Email Jack asking if he knows what the configuration should be or at least where the old server is.
16:19 Answer a call from your own CTO who would just like to confirm that you really are doing everything you can. She tells you not to worry about “that email”.
16:21 Receive email from your CTO to their Operations Director into which you’re Bcc’d assuring him that his problem is “our top priority” and that disciplinary proceedings have been started against the employee he spoke to earlier for his “bad attitude” and that the situation is now being dealt with by “someone more senior”.
16:27 Get a call from a random junior techie at the customer’s site who has no idea what you’re talking about but has been told to sort it out because the Operations Director is very angry and wants something done. Note the phone number he’s called from. He promises to find the information you need, ensure you get his name.
16:47 No emails or phone calls, so call the number back. The person answering the phone is not the person you spoke to earlier and doesn’t know who he is, but thinks he may be “that new guy from ICT who was here earlier”. Try to get anyone’s actual phone number out of the person you’re speaking to who says he’d gladly give them out if he actually knew any of them. He transfers you to the Helpdesk, however. The guy you spoke to isn’t in the office and it’s a Thursday so Jack has gone to pick his kids up, but Barry’s about if you wanted to talk to him.

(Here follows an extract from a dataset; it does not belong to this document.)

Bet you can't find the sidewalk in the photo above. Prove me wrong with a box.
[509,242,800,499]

16:52 Barry sheepishly explains that it is actually the same server but that it’s got an entirely new RAID array because nobody noticed when the first disk in the previous array died, but they noticed really rather a lot when the second one did and they were hoping that they could get it fixed before anyone – especially the head of ICT – noticed. They did find a backup, but after the last security scare the Operations Director hired an external security consultant to come in and do an audit and he said that this server should be firewalled from the main network and nobody realised that this would mean that the backups stopped working and nobody noticed that either. So the backup was from just after the OS was installed and they tried to work out how the app should be configured.
Barry is fairly sure which server the database is on, but he doesn’t know which actual database because they’re all looked after by Dave who’s the DBA and he’s on long term sick leave with a major case of stress.
16:57 Talk Barry through SQL Server Management studio and find a database that looks like a good candidate and has recent entries.
16:59 Log on to the remote server and enter the connection string into the config. Start the Services snap-in and try to click the start button. No reaction. A few seconds later Remote Desktop says the connection is lost and it’s trying to reconnect. Realise that it’s exactly 17:00 and vaguely remember something about “office hours only” in the support agreement. Check the VPN, it’s down and wont reconnect.
17:03 Email your CTO with a progress update, casually scan Jobserve.
17:10 attempt to shut down laptop to find 12 Windows Updates waiting.
17:13 ignore the incoming call from their Operations Director, leave the laptop where it is and go to the pub.
At The End of the Day
Fortunately this wasn’t a real day, rather it’s an amalgamation of things that have genuinely happened to me either trying to work on a remote site or in some cases when I’ve actually been there.
My favourite example of a customer having “not changed anything” is in here but it’s somewhat watered down from the reality. They’d had a security audit and much like the story had added a firewall between two parts of their network. They’d also deleted a bunch of users from the database where they didn’t know what those users were for.
What they’d done was to revoke the server’s access to its database and put in place a firewall that not only prevented the clients from accessing the server but stopped the server accessing the external web service that it needed.
Apparently they definitely hadn’t changed anything and the application suddenly stopped working so therefore it couldn’t have been their fault.
Great story. And the best bit is that a Canon IRC3380i really is an office printer/copier. Kudos.